Now, as he felt the drink machine vibrating against his temple,
Cristiano said to himself that he was going to smoke a cigarette and
to hell with the old man, but instead he took his father's cell phone
out of his pocket. He had dried it under the jet of warm air in the
hospital bathroom and it had come back to life. For the umpteenth
time he dialled Danilo's number. No answer. He tried Quattro
Formaggi. His phone was switched off, too.

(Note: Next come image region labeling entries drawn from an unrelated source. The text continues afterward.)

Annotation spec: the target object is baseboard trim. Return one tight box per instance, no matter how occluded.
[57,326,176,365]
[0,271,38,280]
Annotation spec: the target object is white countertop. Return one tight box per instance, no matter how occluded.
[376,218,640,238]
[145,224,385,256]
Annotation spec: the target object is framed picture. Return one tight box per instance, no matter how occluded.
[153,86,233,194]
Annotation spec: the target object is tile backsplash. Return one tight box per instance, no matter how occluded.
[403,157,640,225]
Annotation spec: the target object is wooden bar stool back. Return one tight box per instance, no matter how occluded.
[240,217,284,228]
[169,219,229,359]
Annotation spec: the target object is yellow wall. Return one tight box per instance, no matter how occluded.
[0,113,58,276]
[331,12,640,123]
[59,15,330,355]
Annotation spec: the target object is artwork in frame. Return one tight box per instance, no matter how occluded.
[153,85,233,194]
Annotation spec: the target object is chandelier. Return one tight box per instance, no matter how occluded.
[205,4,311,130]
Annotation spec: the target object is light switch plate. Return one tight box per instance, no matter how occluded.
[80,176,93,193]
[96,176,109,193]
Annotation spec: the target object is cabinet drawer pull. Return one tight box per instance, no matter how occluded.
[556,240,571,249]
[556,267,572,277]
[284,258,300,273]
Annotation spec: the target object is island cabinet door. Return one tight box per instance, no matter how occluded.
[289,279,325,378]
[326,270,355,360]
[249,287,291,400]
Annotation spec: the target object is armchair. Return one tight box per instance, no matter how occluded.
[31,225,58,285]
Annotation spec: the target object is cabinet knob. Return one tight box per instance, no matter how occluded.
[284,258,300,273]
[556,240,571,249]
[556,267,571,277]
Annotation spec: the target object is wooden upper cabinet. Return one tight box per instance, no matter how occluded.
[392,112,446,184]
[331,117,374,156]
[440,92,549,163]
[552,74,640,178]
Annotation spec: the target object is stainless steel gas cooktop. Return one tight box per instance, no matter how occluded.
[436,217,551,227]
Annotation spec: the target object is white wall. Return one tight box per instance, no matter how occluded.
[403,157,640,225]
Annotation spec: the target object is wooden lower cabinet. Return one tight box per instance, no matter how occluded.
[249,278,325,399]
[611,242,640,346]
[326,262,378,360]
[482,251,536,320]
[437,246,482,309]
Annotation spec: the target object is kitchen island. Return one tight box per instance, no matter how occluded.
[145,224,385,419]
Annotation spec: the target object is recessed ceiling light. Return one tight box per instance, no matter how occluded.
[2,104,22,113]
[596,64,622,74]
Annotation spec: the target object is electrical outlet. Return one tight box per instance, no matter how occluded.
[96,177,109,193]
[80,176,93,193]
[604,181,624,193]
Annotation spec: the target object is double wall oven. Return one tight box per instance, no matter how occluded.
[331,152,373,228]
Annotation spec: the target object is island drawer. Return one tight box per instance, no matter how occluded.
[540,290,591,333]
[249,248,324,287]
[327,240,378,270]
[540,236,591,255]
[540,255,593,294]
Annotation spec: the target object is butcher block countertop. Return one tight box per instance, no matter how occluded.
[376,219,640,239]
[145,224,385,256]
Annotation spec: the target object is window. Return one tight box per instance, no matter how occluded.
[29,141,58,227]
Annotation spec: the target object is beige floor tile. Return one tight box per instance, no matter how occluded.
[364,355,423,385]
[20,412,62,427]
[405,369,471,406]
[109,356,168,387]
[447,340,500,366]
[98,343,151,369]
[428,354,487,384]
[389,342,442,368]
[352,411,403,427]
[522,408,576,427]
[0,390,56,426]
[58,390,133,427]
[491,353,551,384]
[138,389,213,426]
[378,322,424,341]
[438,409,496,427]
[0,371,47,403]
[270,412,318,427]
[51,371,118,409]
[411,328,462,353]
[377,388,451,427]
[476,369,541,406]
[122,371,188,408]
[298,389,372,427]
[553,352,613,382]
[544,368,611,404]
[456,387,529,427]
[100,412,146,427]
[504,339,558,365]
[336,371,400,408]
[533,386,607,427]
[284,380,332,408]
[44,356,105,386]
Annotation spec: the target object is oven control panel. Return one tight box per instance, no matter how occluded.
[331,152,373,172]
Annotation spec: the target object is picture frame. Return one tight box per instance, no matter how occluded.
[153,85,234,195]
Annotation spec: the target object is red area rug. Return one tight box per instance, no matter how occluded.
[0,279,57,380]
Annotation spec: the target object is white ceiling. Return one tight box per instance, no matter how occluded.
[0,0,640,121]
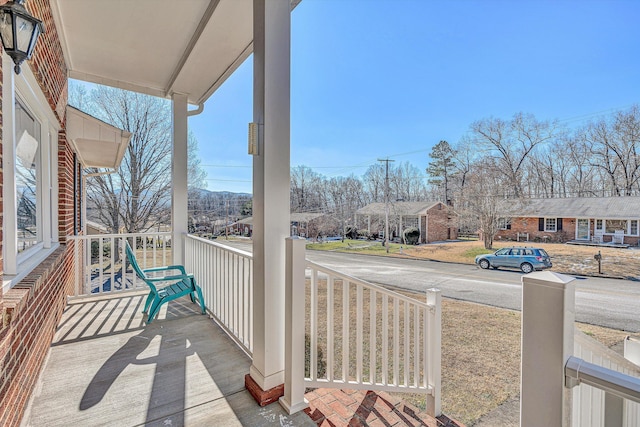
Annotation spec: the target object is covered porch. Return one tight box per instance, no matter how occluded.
[23,292,315,426]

As he walked along the corridor of the second floor Professor
Brolli thought about the young shaven-headed man covered with
tattoos who he had operated on. When he had opened his skull
and aspirated the blood he had discovered that the brain hemorrhage, fortunately, had not affected the areas that controlled his
breathing, so the patient could inhale and exhale for himself, but
in other respects his brain was out of order, and it was impossible
to say if or when it would start working again.
In the difficult economic situation in which the hospital found
itself, cases like this were real disasters. Comatose patients required
the constant attention of the medical staff and monopolized the
machines that were necessary for maintaining their vital functions.
In that state, moreover, the patient always suffered a general lowering of his immune defences, with secondary infective complications. But that was all part of his work.
Enrico Brolli had chosen this profession and this particular specialization in the full knowledge of what he was getting himself into.
His father had been a doctor before him. What Brolli hadn't given
much thought to, during his six years at university, was the fact that
afterward you had to speak to the patient's family.